Date of Award

5-2023

Document Type

Dissertation

Degree Name

Doctor of Philosophy (PhD)

Department

Applied Health Research and Evaluation

Committee Chair/Advisor

Kathleen Cartmell and Sarah Griffin

Committee Member

Moonseong Heo

Committee Member

Amy Crockett

Abstract

In the United States metrics of perinatal health lag far behind peer countries and is characterized by stark disparities. The studies that make up this dissertation seek to elucidate factors influencing perinatal health.

The first and second chapters provide an introduction and extensive review of the literature of factors contributing to perinatal health with specific focus on discrimination and perinatal health; group prenatal care and digital pregnancy health information. The third chapter introduces the methodology to be used by each of the following studies. Subsequent chapters are formatted as individual manuscripts, each presenting background, methodology, results, and discussion.

The fourth chapter (Manuscript 1) sought to explore pregnant persons intersectional experience of discrimination and the association with adverse perinatal health outcomes. This study was a secondary analysis of data collected in a randomized controlled trial of pregnant persons at a single practice (CRADLE study). Latent class analysis was used to identify distinct subgroups of discrimination experience based on patterns of response to Everyday Discrimination Scale items and between subgroup differences in rate of adverse perinatal health outcomes examined utilizing a BCH three-step approach. Four discrimination subgroups were identified among racial and ethnic groups.
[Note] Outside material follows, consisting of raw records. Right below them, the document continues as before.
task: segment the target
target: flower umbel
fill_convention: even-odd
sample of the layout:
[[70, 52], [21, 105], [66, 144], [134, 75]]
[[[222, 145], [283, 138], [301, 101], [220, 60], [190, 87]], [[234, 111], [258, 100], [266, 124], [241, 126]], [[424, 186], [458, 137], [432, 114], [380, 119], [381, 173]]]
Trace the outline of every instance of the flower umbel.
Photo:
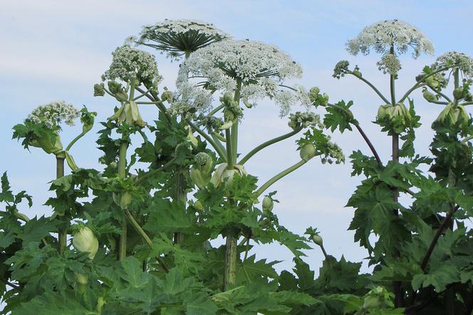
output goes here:
[[198, 91], [232, 93], [240, 83], [241, 98], [247, 107], [268, 96], [281, 107], [284, 115], [293, 104], [309, 103], [304, 90], [283, 88], [284, 80], [301, 74], [301, 66], [276, 46], [258, 41], [229, 40], [191, 54], [181, 68], [177, 85], [183, 93], [189, 88], [189, 76], [202, 78], [197, 83], [202, 86]]
[[112, 53], [113, 56], [110, 68], [103, 76], [103, 80], [117, 78], [129, 82], [135, 78], [140, 82], [161, 81], [155, 57], [145, 51], [125, 45]]
[[405, 53], [409, 47], [414, 51], [412, 56], [420, 53], [432, 54], [432, 41], [417, 29], [399, 20], [385, 20], [365, 27], [355, 38], [348, 41], [347, 50], [352, 55], [361, 53], [368, 55], [370, 49], [380, 53], [388, 53], [391, 47], [400, 53]]
[[51, 128], [63, 122], [74, 125], [74, 120], [78, 118], [79, 111], [74, 106], [64, 100], [57, 100], [37, 107], [26, 119], [35, 123], [43, 123]]
[[137, 41], [138, 44], [169, 51], [169, 56], [172, 57], [176, 56], [175, 53], [192, 53], [231, 37], [212, 24], [184, 19], [166, 19], [154, 25], [145, 26], [140, 35]]
[[458, 68], [467, 78], [473, 76], [473, 58], [457, 51], [449, 51], [440, 56], [430, 68], [435, 71], [454, 65], [457, 65], [455, 68]]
The general discrimination latent class was associated with elevated risk of postpartum depression symptoms (among Black and White participants) and low infant birthweight (among White participants) relative to the no discrimination latent class. No significant subgroup differences were observed among Hispanic participants. Findings demonstrate the importance of intersectional discrimination exposure in shaping perinatal health.

The fifth chapter (Manuscript 2) applied a concurrent mixed methods approach in the examination of patient characteristics associated with group prenatal care and the exploration of patient experiences in group compared to individual prenatal care. This study was a secondary analysis of data collected in the CRADLE study, as well as patient interviews collected in a coordinated process evaluation. The association of patient sociodemographic, psychosocial and health characteristics with group prenatal care session attendance were examined using zero-inflated poison regression models. Thematic analysis of patient interviews was conducted. Varied patient characteristics were found to be associated with session attendance. Group prenatal care was identified to offer alternative opportunities for education, engagement, and peer support. Findings offer insight into model modifications, recruitment, and retention strategies.

The sixth chapter (Manuscript 3) utilized topic modeling to describe topics of discussion in online pregnancy forums. Data was gathered from three active online pregnancy forums for a one-year period. Discussion threads were processed, converted to a document term matrix and Latent Dirichlet Allocation performed. Forty-six percent of threads were determined to be health related. The largest health-related topic categories included fertility, planning for delivery, miscarriage and pregnancy symptoms. Findings offer insight into dominant health related topics being discussed among online peer communities, potentially reflecting unmet information needs during pregnancy.